My career hit a major crossroads. One path looked like this: leaving my house at 7 a.m. and coming home at 7 p.m., making great money with “unlimited upside,” but with little control over my time. It meant waiting and hoping that one day I would make partner and that life would somehow be better on the other side of it.
The other side was simpler: less money, a lot more risk, but more freedom.
Again, on paper, the choice should have been easy. Keep chasing the money. Keep chasing the prestige.
I decided to go against the paper. In a sense, I ripped it up. I did that because my “why” changed. In my 20s, I chased money at the sacrifice of almost everything else. In my 30s, I got married and started thinking much more seriously about the kind of life I actually want to build.
My “why” changed dramatically, so I decided my plan had to change too.
Like any good plan, this one is uniquely mine, and it probably would not work for most people. That is okay. In fact, that is the point. This is one of the reasons I love being a financial planner. I help people build the best plan for them, and then course correct when the destination changes or life throws something unexpected in the way.
The “why” is so important because it gives everything else direction.
There are a lot of distractions in the world and in our personal lives. It could be staying in a career you do not enjoy because the pay is good. It could be buying the bigger house because it seems like everyone around you is doing it. It could be delaying retirement because you are not sure who you are without the job.
And in investing, it can look like chasing the newest shiny opportunity without first asking what you are actually trying to accomplish.
That is what happens when you get so focused on the parts that you lose sight of the whole. You are stuck in the trenches, unable to see the field.
In retirement planning, too often people start with the investments instead of the destination. But the destination has to come first.
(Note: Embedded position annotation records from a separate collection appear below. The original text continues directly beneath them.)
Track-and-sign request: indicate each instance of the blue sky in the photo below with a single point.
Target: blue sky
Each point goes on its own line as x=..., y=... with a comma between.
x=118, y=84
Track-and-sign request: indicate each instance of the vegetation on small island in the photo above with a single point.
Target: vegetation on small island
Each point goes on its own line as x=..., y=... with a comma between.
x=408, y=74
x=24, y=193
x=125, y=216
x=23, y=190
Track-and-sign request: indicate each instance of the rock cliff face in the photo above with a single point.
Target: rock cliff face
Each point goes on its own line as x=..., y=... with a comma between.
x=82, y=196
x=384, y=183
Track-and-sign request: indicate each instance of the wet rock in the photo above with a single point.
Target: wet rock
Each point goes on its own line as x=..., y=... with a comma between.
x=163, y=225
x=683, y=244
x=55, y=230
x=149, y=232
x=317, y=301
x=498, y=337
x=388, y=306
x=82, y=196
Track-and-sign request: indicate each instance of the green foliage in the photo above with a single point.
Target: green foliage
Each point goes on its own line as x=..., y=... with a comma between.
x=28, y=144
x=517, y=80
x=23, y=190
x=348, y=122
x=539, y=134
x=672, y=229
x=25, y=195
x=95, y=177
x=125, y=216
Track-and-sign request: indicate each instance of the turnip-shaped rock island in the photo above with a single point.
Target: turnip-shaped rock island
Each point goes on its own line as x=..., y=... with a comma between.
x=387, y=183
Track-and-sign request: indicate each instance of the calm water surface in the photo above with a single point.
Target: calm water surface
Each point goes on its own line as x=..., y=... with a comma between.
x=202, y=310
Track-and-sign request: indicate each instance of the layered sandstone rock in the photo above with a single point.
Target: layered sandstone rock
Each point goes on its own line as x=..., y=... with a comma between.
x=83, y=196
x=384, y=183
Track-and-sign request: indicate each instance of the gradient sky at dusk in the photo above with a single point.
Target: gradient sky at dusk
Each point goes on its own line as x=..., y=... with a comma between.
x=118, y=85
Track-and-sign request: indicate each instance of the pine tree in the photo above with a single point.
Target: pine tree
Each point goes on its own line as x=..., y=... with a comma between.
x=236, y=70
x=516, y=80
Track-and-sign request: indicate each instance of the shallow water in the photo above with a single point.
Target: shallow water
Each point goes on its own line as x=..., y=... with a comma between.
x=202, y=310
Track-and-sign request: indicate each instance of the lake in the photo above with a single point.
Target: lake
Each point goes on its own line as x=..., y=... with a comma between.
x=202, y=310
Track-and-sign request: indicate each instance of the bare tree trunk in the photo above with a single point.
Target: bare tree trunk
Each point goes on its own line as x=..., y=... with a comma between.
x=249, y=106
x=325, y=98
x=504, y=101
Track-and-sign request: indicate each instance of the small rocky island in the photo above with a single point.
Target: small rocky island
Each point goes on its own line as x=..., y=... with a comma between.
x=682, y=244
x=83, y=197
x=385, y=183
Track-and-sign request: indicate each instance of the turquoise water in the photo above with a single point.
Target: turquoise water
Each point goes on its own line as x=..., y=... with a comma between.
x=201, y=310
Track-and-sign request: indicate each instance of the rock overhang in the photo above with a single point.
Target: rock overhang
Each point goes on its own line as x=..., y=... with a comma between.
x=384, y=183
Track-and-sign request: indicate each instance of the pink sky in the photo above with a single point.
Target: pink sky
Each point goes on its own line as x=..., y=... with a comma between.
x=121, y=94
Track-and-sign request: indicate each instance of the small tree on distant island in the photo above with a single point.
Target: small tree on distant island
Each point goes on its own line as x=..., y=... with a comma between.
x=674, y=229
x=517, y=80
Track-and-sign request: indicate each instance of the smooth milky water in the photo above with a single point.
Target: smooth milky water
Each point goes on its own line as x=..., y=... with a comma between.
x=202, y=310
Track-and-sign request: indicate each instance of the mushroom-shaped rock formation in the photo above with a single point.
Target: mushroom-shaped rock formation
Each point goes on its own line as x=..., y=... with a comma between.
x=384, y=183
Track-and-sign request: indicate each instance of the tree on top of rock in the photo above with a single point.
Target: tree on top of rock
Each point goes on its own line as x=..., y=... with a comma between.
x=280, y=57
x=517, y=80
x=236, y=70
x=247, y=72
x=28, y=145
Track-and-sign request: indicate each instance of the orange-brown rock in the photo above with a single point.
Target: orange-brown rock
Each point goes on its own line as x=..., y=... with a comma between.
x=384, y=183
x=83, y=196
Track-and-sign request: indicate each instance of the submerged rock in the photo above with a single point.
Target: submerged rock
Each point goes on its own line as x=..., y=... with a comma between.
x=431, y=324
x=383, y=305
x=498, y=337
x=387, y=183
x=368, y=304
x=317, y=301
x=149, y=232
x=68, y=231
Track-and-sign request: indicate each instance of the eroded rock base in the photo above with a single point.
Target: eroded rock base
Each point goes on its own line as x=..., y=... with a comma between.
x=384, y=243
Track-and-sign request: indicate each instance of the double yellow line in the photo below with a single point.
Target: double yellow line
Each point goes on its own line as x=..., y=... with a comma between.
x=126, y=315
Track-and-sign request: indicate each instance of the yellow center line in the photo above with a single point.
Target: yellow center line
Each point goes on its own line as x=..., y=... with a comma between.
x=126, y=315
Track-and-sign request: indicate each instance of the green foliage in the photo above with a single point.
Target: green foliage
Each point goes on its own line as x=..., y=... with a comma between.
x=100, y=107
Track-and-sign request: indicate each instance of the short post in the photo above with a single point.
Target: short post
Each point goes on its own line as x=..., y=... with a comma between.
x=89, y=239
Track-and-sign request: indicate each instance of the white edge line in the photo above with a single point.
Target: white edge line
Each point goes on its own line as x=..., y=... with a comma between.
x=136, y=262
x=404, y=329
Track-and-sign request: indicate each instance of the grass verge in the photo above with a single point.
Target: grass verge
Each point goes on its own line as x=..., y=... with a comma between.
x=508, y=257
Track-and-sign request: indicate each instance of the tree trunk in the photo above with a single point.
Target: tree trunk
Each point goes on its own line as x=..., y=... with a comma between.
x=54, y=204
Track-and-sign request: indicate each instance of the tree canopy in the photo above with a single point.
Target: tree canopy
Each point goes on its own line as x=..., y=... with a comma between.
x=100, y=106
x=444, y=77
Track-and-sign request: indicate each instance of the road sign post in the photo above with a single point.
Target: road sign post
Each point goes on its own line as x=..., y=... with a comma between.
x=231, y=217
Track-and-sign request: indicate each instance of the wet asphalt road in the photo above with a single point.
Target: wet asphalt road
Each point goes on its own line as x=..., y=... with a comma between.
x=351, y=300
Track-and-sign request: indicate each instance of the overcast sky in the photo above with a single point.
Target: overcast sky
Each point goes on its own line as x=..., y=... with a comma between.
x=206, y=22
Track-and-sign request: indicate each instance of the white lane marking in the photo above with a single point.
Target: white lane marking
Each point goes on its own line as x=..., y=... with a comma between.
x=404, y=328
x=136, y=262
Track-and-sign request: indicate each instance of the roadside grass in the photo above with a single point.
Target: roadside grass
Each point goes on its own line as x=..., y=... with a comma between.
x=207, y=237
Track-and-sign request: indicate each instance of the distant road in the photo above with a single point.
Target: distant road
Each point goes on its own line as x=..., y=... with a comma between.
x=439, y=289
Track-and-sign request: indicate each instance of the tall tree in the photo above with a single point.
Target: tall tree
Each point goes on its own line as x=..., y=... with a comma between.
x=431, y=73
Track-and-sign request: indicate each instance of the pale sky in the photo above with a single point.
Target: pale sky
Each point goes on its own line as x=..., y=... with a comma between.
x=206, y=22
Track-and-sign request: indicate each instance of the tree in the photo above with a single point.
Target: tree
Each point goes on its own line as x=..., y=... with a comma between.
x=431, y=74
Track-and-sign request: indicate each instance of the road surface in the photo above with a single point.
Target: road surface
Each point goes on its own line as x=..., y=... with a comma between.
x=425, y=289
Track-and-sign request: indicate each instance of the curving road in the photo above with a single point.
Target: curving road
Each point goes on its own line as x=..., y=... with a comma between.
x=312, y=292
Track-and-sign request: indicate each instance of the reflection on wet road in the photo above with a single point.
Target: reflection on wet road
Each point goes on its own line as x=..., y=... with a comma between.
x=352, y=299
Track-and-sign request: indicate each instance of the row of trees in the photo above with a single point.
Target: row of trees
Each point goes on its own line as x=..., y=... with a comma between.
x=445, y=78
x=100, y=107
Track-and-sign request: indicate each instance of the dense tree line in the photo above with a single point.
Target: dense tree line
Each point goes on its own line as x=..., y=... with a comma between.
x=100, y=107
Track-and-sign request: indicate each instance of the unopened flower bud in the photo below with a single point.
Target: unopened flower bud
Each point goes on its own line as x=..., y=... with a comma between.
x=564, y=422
You need to know where you are trying to go before you can make good decisions about the steps it will take to get there.
Now, you do not need an exact roadmap. It is okay to work off maps that say, “Here be dragons”, the phrase old cartographers wrote at the edges of the known world. Truthfully, that is where I feel like I am in some areas of life right now.
But I am okay with that, because I have direction.
I know I want to help people find their path and walk with them down it. I want to provide value to the world. And I want to build a life where I can be present for my family, not just provide for them from a distance.
So while I may not have every detail mapped out, I know the direction I am heading, and I know the steps I am taking to get there.
That is also how I think good financial planning should work. It is not about chasing what looks best on paper. It is about understanding what matters most to you, building a plan around that, and adjusting when life changes.
That is the work I want to do for the people I serve.